Late Monday, Mohamud’s attorneys filed a 66-page motion in U.S. District Court in Portland, Ore., seeking discovery of information that they believe will aid in an eventual challenge to the constitutionality of the law that authorized the surveillance used in his case. At the very least, they say, Mohamud deserves a new trial because he was not informed that the government used the warrantless program in bringing its case the first time.
That “raises a wide range of serious issues regarding suppression of unlawfully or unconstitutionally obtained evidence, dismissal or other sanctions based on the government’s intentional violation of governing rules, and, at least, a new trial based on new evidence of governmental overreaching,” wrote Stephen R. Sady, one of the three lawyers defending Mohamud who filed the motion.
A Justice Department spokesman declined to comment Monday.
Mohamud was informed last year that the FBI used evidence obtained through the NSA’s use of intercepts under a provision of a 2008 law that permits eavesdropping without warrants on Americans’ international phone calls and e-mails as long as the surveillance is targeted at foreigners overseas.
That provision, Section 702 of the FISA Amendments Act of 2008, has been challenged before, but the Supreme Court last year dismissed a lawsuit brought by a group of lawyers, journalists and human rights organizations on grounds that the plaintiffs could not prove they were caught up in the surveillance. The group believes the surveillance violates Americans’ constitutional privacy rights.

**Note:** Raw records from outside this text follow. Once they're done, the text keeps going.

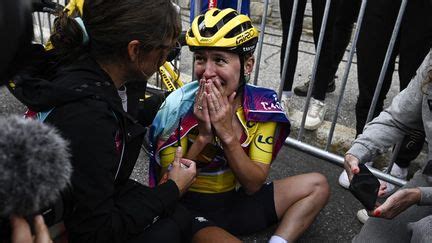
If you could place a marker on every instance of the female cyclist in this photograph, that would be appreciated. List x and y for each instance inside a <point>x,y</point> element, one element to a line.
<point>88,87</point>
<point>233,131</point>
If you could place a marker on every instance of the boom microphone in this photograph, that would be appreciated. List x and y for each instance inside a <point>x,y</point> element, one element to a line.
<point>34,166</point>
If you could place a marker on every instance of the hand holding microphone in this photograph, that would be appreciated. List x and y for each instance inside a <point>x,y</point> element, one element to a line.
<point>34,167</point>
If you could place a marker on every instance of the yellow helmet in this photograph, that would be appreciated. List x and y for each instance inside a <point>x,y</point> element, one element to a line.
<point>222,29</point>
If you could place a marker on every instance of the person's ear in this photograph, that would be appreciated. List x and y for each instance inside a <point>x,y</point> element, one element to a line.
<point>133,50</point>
<point>249,63</point>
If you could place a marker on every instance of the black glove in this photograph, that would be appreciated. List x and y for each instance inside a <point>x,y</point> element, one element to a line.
<point>364,186</point>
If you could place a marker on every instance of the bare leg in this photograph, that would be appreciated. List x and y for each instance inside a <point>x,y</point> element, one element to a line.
<point>298,200</point>
<point>214,234</point>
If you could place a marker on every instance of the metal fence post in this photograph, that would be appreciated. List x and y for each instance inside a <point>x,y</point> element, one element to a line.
<point>260,42</point>
<point>314,69</point>
<point>346,72</point>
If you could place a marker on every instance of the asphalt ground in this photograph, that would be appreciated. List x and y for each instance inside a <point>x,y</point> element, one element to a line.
<point>337,222</point>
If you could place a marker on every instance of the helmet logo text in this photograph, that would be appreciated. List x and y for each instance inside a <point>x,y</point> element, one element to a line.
<point>244,37</point>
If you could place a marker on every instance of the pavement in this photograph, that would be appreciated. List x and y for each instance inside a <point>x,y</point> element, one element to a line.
<point>337,222</point>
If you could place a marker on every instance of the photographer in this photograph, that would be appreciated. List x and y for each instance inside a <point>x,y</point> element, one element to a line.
<point>17,31</point>
<point>406,214</point>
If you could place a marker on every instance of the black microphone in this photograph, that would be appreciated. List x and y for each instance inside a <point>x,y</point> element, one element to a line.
<point>34,166</point>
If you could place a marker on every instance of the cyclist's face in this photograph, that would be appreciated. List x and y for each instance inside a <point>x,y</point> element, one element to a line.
<point>213,64</point>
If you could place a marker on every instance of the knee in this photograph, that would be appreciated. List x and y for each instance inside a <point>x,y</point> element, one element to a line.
<point>320,186</point>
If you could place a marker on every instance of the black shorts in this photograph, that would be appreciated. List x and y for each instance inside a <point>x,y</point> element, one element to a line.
<point>234,211</point>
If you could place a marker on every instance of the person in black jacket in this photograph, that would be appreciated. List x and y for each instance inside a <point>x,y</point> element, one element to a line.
<point>115,45</point>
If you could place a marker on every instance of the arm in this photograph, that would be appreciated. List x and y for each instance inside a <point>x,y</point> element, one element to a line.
<point>251,175</point>
<point>394,122</point>
<point>252,171</point>
<point>104,212</point>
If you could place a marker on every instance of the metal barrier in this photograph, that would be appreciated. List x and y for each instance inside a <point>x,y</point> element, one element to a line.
<point>297,143</point>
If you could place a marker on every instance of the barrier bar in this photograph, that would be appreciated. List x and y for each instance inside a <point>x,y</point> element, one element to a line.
<point>314,69</point>
<point>346,72</point>
<point>386,61</point>
<point>338,160</point>
<point>288,47</point>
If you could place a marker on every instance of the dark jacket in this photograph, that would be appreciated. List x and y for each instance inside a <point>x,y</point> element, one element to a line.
<point>106,205</point>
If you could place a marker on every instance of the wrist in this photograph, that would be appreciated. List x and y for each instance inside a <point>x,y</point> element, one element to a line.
<point>229,142</point>
<point>203,139</point>
<point>415,194</point>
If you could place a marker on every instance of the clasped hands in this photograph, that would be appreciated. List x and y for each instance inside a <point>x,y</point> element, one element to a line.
<point>394,204</point>
<point>213,109</point>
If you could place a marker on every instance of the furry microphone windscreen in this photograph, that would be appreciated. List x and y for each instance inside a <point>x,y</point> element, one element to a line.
<point>34,165</point>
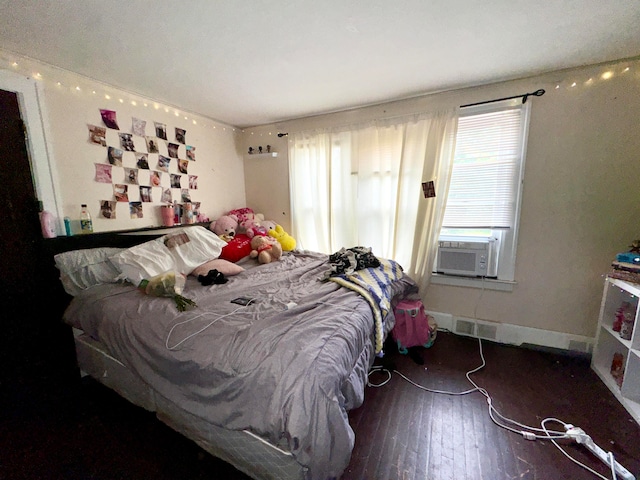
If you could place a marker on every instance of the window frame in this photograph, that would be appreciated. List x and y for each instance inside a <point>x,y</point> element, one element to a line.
<point>507,239</point>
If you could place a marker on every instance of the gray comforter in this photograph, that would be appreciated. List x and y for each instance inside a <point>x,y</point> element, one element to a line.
<point>287,367</point>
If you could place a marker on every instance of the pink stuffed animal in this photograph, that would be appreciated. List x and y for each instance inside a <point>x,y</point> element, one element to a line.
<point>265,249</point>
<point>225,227</point>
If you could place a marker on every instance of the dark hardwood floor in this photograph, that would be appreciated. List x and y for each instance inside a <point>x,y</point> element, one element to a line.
<point>82,430</point>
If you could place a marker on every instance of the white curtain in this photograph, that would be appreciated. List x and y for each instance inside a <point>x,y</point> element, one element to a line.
<point>363,186</point>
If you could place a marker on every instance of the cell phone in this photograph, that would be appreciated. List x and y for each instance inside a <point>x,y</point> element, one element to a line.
<point>243,301</point>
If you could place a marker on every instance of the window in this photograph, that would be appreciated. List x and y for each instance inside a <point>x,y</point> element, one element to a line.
<point>485,188</point>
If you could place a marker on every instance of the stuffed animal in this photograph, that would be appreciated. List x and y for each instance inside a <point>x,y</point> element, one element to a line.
<point>237,248</point>
<point>287,242</point>
<point>225,227</point>
<point>268,225</point>
<point>265,249</point>
<point>251,225</point>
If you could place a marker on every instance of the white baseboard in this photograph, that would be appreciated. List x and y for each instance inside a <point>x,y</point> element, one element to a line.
<point>512,334</point>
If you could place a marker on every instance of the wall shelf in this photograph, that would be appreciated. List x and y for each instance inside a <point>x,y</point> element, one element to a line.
<point>261,155</point>
<point>609,342</point>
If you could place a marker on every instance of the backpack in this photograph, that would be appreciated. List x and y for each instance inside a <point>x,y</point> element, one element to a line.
<point>412,325</point>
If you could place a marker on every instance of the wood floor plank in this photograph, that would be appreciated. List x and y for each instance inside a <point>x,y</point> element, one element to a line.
<point>402,433</point>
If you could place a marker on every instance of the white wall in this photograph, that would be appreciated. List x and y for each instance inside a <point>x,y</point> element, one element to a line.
<point>581,200</point>
<point>71,102</point>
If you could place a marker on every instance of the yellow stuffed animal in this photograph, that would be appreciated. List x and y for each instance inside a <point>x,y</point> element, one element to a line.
<point>287,242</point>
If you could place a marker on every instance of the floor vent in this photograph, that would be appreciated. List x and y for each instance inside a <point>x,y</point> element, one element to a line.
<point>465,327</point>
<point>578,346</point>
<point>490,332</point>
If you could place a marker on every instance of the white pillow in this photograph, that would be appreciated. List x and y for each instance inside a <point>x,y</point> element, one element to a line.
<point>81,269</point>
<point>181,252</point>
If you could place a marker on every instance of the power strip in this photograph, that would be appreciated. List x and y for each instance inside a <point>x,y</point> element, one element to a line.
<point>582,438</point>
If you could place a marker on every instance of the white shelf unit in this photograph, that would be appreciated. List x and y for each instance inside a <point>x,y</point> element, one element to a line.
<point>609,342</point>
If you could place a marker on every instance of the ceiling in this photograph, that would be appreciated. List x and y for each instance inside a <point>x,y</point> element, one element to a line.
<point>255,62</point>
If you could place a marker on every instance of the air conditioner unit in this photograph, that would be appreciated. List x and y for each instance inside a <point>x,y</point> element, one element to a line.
<point>467,256</point>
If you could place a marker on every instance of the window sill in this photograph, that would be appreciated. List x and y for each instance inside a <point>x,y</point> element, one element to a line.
<point>470,282</point>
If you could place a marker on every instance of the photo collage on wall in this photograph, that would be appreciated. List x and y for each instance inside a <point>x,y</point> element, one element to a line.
<point>144,168</point>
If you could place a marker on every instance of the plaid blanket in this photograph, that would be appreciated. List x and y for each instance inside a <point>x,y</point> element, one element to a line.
<point>373,284</point>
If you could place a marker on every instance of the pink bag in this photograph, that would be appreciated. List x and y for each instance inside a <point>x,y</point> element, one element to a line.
<point>412,325</point>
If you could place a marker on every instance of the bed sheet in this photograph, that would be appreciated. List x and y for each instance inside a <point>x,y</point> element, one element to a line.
<point>285,367</point>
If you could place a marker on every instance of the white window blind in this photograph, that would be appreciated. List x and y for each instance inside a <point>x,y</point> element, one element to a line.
<point>483,189</point>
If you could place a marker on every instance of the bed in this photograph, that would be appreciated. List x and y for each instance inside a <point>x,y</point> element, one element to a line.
<point>265,386</point>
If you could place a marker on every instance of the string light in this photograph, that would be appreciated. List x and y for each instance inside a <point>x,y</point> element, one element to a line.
<point>592,75</point>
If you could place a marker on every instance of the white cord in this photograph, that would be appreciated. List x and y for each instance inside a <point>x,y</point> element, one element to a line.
<point>527,432</point>
<point>569,456</point>
<point>220,317</point>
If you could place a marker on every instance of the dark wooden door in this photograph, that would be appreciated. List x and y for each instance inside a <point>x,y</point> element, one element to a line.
<point>30,333</point>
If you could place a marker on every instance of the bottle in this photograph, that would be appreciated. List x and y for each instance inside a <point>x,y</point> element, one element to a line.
<point>86,225</point>
<point>67,226</point>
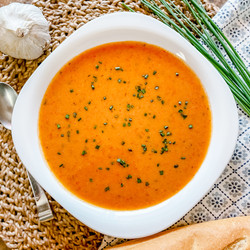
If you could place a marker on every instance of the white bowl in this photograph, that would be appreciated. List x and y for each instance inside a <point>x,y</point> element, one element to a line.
<point>122,27</point>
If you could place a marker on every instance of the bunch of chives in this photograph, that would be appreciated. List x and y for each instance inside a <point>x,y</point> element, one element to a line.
<point>238,80</point>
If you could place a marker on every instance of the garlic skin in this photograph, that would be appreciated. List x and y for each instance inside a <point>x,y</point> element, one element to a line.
<point>24,31</point>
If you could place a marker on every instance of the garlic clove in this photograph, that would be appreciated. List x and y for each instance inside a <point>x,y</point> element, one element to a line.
<point>24,31</point>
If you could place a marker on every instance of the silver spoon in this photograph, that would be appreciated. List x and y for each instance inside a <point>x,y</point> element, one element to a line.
<point>8,98</point>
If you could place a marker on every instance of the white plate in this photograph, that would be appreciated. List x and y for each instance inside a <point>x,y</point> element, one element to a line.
<point>122,27</point>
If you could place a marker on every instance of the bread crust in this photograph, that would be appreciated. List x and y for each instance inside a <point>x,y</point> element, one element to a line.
<point>232,233</point>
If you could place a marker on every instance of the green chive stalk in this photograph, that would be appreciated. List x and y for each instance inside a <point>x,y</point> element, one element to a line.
<point>238,80</point>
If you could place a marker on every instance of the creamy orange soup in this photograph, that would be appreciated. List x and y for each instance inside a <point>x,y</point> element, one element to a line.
<point>125,125</point>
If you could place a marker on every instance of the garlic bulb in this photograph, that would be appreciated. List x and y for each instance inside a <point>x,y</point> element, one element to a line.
<point>24,32</point>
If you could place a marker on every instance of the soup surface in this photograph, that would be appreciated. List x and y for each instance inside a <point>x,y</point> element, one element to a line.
<point>125,125</point>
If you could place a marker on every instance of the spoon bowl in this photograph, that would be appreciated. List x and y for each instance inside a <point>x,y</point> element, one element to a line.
<point>8,98</point>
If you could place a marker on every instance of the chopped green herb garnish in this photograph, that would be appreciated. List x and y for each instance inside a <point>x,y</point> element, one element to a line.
<point>118,68</point>
<point>122,162</point>
<point>139,180</point>
<point>129,177</point>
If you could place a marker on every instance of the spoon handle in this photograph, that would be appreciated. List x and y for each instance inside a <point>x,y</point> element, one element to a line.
<point>43,207</point>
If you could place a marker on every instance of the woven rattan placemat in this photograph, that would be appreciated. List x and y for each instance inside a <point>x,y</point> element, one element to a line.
<point>19,224</point>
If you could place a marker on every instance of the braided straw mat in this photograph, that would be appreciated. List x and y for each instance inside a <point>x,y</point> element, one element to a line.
<point>19,224</point>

In that case, Clapper v. Amnesty International, Solicitor General Donald B. Verrilli Jr. assured the divided court that even though the plaintiffs did not have standing to challenge the law, some criminal defendant eventually would because prosecutors would notify people facing evidence derived from Section 702 surveillance.
In fact, prosecutors, who had been operating under a different policy, had not been alerting defendants when their cases were built using the warrantless eavesdropping. When Verrilli learned that was the case, he was angered, and after a protracted debate last summer, the Justice Department’s National Security Division revised its policy.
Last fall, it notified a defendant in Colorado for the first time that evidence from a warrantless wiretap was used against him. Then in November, federal prosecutors alerted Mohamud.
In the motion, Mohamud’s attorneys argued that the information prosecutors withheld may show that the government overreached. It also may show that the surveillance — even if constitutional — violated the statute’s requirements, they said.
The lawyers also want the prosecutors to reveal any evidence that might have come from other NSA surveillance, including the agency’s bulk collection of Americans’ phone call logs and Internet data from U.S. companies. The disclosures of those programs came over the last seven months following leaks by a former NSA contractor, Edward Snowden, and declassification of documents by the government.
“The government likely has records of every one of Mohamed’s calls and Internet communications,” they wrote.
Jameel Jaffer, a lawyer for the American Civil Liberties Union who argued before the Supreme Court on behalf of the plaintiffs in Clapper v. Amnesty International, welcomed Mohamud’s motion. “For five years the government insulated this statute from judicial review by concealing from criminal defendants how the evidence against them was obtained,” he said. “But it’s almost certain that the statute will be tested in this case. There’s no question that this defendant has both the right to more information about the way that the statute was used against him and a right to challenge the statute’s constitutionality.”